Using dotTrace and dotMemory for production analysis on Linux

time to read 5 min | 965 words

Recently JetBrains announce that dotTrace and dotMemory supports profiling applications on Linux. We have been testing these out for production usage, analyzing production scenarios and have been finding (and fixing) issues with about an order of magnitude less work and hassle. I have been a fan of JetBrains for over 15 years and they have been providing excellent software for a long time. So why this post (and no, this isn’t an ad and we are paying for a subscription to JetBrains for all our devs).

I’m super excited about being able to profile on Linux, because this is where most of our customers are now running. Before, we had to use arcane tooling and try to figure things out. With better tools, we are able to pinpoint issues almost immediately.

Here is the result of a single profiling session:

image

Here, we create a new List and then called ToArray() on it. All we had to do here was just create the array upfront, without going through resize and additional allocations.

image

Here we had to do a much move involved operation, remembering values across transactions to reduce load. Note how much time we saved!

And of course, just as important:

image

We tried to optimize an operation. It looks like it didn’t work out exactly as expected, so we need to take additional look at that.

These are about performance,  but even more important here is the ability to track memory and its sources. We were able to identify multiple places where we are using too much memory. In some cases, this is about configuration options. In one such case, limiting the amount of memory that we speculatively hold back resulted in a reduction of memory utilization over time from 3.5 GB to 800 MB. And these are much harder to figure out, because it is very hard to see the full picture.

Another factor that became obvious is that RavenDB’s current infrastructure was written in 2015 / 2016. The lowest pieces of the code were written on what was then called DNX. It was written to be high performance and stable. We didn’t have to touch it much ever since. Profiling memory utilization showed us that we hold a large number of values in the large object heap. This is because we need to have a byte[] that we can also send to native code, so we need to pin it. That was because we needed to call some methods, such as Stream.Read(byte[], int,int()  and then process it using raw pointers.

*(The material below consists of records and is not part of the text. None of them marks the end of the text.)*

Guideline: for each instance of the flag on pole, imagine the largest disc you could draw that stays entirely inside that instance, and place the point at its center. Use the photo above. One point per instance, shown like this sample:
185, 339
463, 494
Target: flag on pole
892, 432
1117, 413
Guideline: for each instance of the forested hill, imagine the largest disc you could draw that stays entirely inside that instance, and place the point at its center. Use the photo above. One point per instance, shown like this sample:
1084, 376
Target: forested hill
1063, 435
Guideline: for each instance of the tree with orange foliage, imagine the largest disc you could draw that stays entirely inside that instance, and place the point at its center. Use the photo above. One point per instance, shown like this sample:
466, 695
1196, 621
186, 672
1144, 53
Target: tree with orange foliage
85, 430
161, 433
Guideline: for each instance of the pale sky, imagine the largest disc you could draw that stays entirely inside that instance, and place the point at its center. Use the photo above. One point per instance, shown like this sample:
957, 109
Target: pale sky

When the code was written, that was the only choice. Allocate it on the large object heap ( to reduce fragmentation) and run with it. Now, however, we have Memory<byte> and Span<byte>, which are much easier to work with for this scenario, so we can discard this specific feature and optimize our memory utilization further.

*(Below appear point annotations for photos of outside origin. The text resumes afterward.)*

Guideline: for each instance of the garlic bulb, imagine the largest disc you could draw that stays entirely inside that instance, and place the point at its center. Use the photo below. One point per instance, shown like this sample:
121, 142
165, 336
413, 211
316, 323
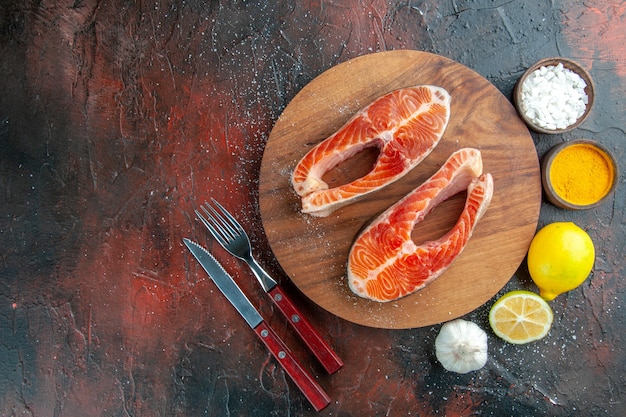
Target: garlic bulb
461, 346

I don’t think we would have gotten to this without the profiler point a big red blinking arrow at the issue. And here is another good example, here is the memory state of RavenDB from dotTrace after running a benchmark consisting of a hundred thousands queries with javascript projections, this one:

image

And here is the state:

image

That is… interesting. Why do we have so many? The JavaScript engine is single threaded, but we have concurrent queries, so we use multiple such engines. We cache them, so we have:

image

And the mechanism there to clean them up will not be triggered normally. So we have this needlessly around. After fixing the cache eviction logic, we get:

image

Looking at the byte arrays here, we can track this down further, to see that the root cause is the pinning buffer I spoke about earlier. We’re handling that fix in a different branch, so this is pretty good sign that we are done with this kind of benchmark.

image

The down sides dotTrace and dotMemory, exist. On Linux, dotTrace only supports sampling, not tracing. That sounds like a minor issue, but it means that when I’m running the same benchmark, I’m missing something that I find critical. The number of times a method was run. If a method is taking 50% of the runtime, but it is invoked hundred millions times, I need a very different approach from something that happens three times. The lack on tracing option with number of times the methods were called is a real issue for my usual workflow.

For dotMemory, if you have a highly connected graph (for example, a doubly linked list) and a lot of objects, the amount of resources that it takes to analyze the process is huge. I deployed a cloud machine with 128 GB of RAM and 32 cores to try to analyze an 18 GB process dump. That wasn’t sufficient to give all the details, sadly. It was still able to provide me with enough so I could figure out what the issue was, though.

Another issue is that the visuals are amazing, but when I have a 120 millions links in a node, trying to represent that in the UI is a hopeless cause. I wish that there was a way to dump to text the same information that dotMemory provides. That would allow to analyze ridiculous amount of information in a structured manner.